Cosmetic Lifetime Value Compounds — But Only If Your Reactivation System Works
A single Mohs case is high-value but typically one-and-done for that lesion. A cosmetic patient who starts with onabotulinumtoxinA injections and adds hyaluronic acid fillers over time represents years of recurring revenue. The practices that win on the cosmetic side aren't just acquiring new patients — they're systematically reactivating existing ones at the appropriate retreatment interval.
This means your marketing system needs a retention layer for cosmetic patients: automated recall at 3-4 month intervals for neuromodulators, annual touchpoints for patients who've had poly-L-lactic acid or deoxycholic acid treatments, and seasonal campaigns for laser resurfacing or chemical peels timed to fall/winter when patients can avoid sun exposure during recovery.

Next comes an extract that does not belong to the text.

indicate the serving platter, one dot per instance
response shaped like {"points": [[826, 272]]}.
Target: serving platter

Your device investments — whether you're running Sciton, Cutera, Candela, or InMode platforms — only generate ROI if the patients who've already experienced them come back. Acquisition cost for a new cosmetic patient is multiples higher than reactivation cost for an existing one.
Landing Pages Must Speak Two Different Languages on the Same Domain
Your medical landing pages need: condition education (what is Mohs micrographic surgery, what happens during a skin excision, what to expect after cyst removal), surgeon credentials, insurance acceptance language, and a phone-number CTA above the fold. These pages convert on trust and clinical authority.
Your cosmetic landing pages need: treatment descriptions for specific devices and injectables, provider aesthetic philosophy, photo galleries (compliant — no unsubstantiated outcome claims), transparent consultation process, and online booking. These pages convert on aspiration and accessibility.
The mistake most dermatology practices make is building a single "services" page that lists everything from Mohs surgery to Sculptra in one scroll. This satisfies neither patient type. The skin cancer patient feels trivialized next to cosmetic offerings. The cosmetic shopper feels clinical anxiety next to surgical oncology language.
Separate service-line landing pages — linked from separate ad campaigns with separate keyword sets — is the minimum viable architecture for a mixed dermatologic surgery practice.
Reputation Signals Differ by Service Line Too
A five-star review mentioning "my Mohs surgery was thorough and the reconstruction looks great" builds trust for medical surgical patients. A five-star review mentioning "my skin looks amazing after laser resurfacing" builds trust for cosmetic shoppers. Both matter, but they matter to different audiences reading your profile for different reasons.
Your review generation system should prompt patients from both service lines, and your responses should reflect the appropriate tone — clinical competence for medical reviews, aesthetic satisfaction for cosmetic reviews. Google's algorithm weights review volume and recency regardless of content, but the human reading those reviews before calling your office is filtering for relevance to their specific concern.
The Dual-Funnel Practice Requires a Dual-Funnel System
You cannot market a dermatologic surgery practice with a single campaign, a single landing page, or a single conversion metric. The medical side converts by phone, requires insurance verification, and depends on referral relationships and condition-specific search visibility. The cosmetic side converts online, requires aesthetic proof and pricing transparency, and depends on DTC acquisition plus systematic reactivation.
Any marketing system that ignores one side — or worse, blends them into a single undifferentiated campaign — is structurally incapable of serving a mixed practice. Build the two funnels deliberately, measure them separately, and optimize them against their own conversion realities.